On achève bien les chevaux,
un film de Sydney Pollack
Un des chefs d'œuvre de la carrière prolifique de Sydney Pollack."On achève bien les chevaux"(1969) est une adaptation du roman éponyme d’Horace McCoy. Un film saisissant d’une grande force évocatrice et métaphorique.
Le film se déroule dans les années trente aux Etats-Unis, en Californie, pendant la grande dépression. La population, complètement démunie et désespérée, est gravement touchée par la crise économique. Beaucoup de laissés-pour-compte sont en quête d'un travail quelconque, de n’importe quel moyen de subsistance. Ils sont alors nombreux à participer à l'un des nombreux marathons de danse organisés à travers le pays pour gagner les primes importantes qui y sont mises en jeu. Robert et Gloria font parti de ces candidats.
Dans ce marathon, le couple gagnant empochera la somme de 1500 dollars à la condition de danser le plus longtemps possible. Quant aux participants, ils sont assurés de pouvoir manger matin, midi et soir sans rien débourser. En contrepartie, le spectacle doit être assuré. L’offre est plus qu’alléchante et la foule se presse pour pouvoir participer, mais peu savent réellement ce qui leur sera réservé.
Au fur et à mesure du concours, les règles inflexibles ne laissent aucun répit. Danser jour et nuit avec 10 minutes de repos toutes les deux heures, et cela jusqu’à l’épuisement extrême. Au fil des heures, puis des jours, le marathon semble ne pas vouloir s’arrêter, les candidats sont livrés en pâture aux spectateurs. Exhibés tels des bêtes de foire, les plus endurant tentent de résister à ce jeu sans limites pendant que les candidats les plus épuisés abandonnent au fur et à mesure, tandis que d’autres participants en perte de repères, en sont arrivés aux limites de la folie et de leur résistance physique.

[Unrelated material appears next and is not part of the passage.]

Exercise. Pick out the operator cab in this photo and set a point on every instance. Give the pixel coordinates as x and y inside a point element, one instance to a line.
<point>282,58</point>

La piste de danse prend tour à tour des allures d’arène de cirque ou de zoo. Des spectateurs dans les tribunes sont si enthousiastes et fascinés qu'ils encouragent les danseurs à poursuivre la compétition en leur jetant des pièces, d’autres encore prennent des paris et deviennent des supporters.
Les danseurs sont humiliés, poussés à bout si ce n’est pire, lorsqu’ils sont à la frontière entre la vie et la mort : la femme enceinte forcée par son mari à participer malgré le danger pour son enfant, le marin quinquagénaire qui met son corps à rude épreuve, quelques participantes perdent la raison. L’organisateur du marathon est le véritable chef d’orchestre, complètement voué à sa recherche du spectaculaire. Pour attiser encore l’intérêt du spectateur, il organise des derbys de 10 minutes, véritables courses contre la montre, sprints éreintant autour de la piste et qui mènent à l'élimination du dernier couple franchissant la ligne d'arrivée. Epreuves insensées quant on sait déjà que tous les participants sont déjà tous à bout de force. La fin du film est d'une rare intensité, d'une dureté effroyable.
La force du film et du scénario s'articule autour de deux thèmes clés : la souffrance sociale, et le spectacle à tout prix. Sydney Pollack, suit l’évolution physique et morale des protagonistes, malgré un rythme lent, il parvient à créer un univers étouffant. Seules les deux scènes de courses viennent briser ce rythme, apothéose du spectacle, du drame humain, des corps brisés et du désespoir. Le réalisateur jette un regard sans complaisance sur les turpitudes humaines, le tout très bien équilibré par le courage et l’empathie qui se dégagent de certains participants.
Ce terrible marathon qu'endurent les participants donne lieu à bien des paraboles et incitent à la prise de conscience de ce que peut être l'oppression, y compris dans ses manifestations les moins évidentes. En décrivant l’instrumentalisation de la souffrance humaine, Sidney Pollack brosse le tableau critique et visionnaire d’une société perdue dans une dépression morale et économique, une société sans repères qui utilise le voyeurisme et le sensationnalisme pour distraire la foule. Le réalisateur nous révèle tout au long du film qu’en période de crise, le courage, l'enthousiasme, l'espoir et autres vertus libératrices sont annihilés par des forces supérieures écrasantes, évoquant de bien des manières le contrôle et la manipulation du monde par les puissants.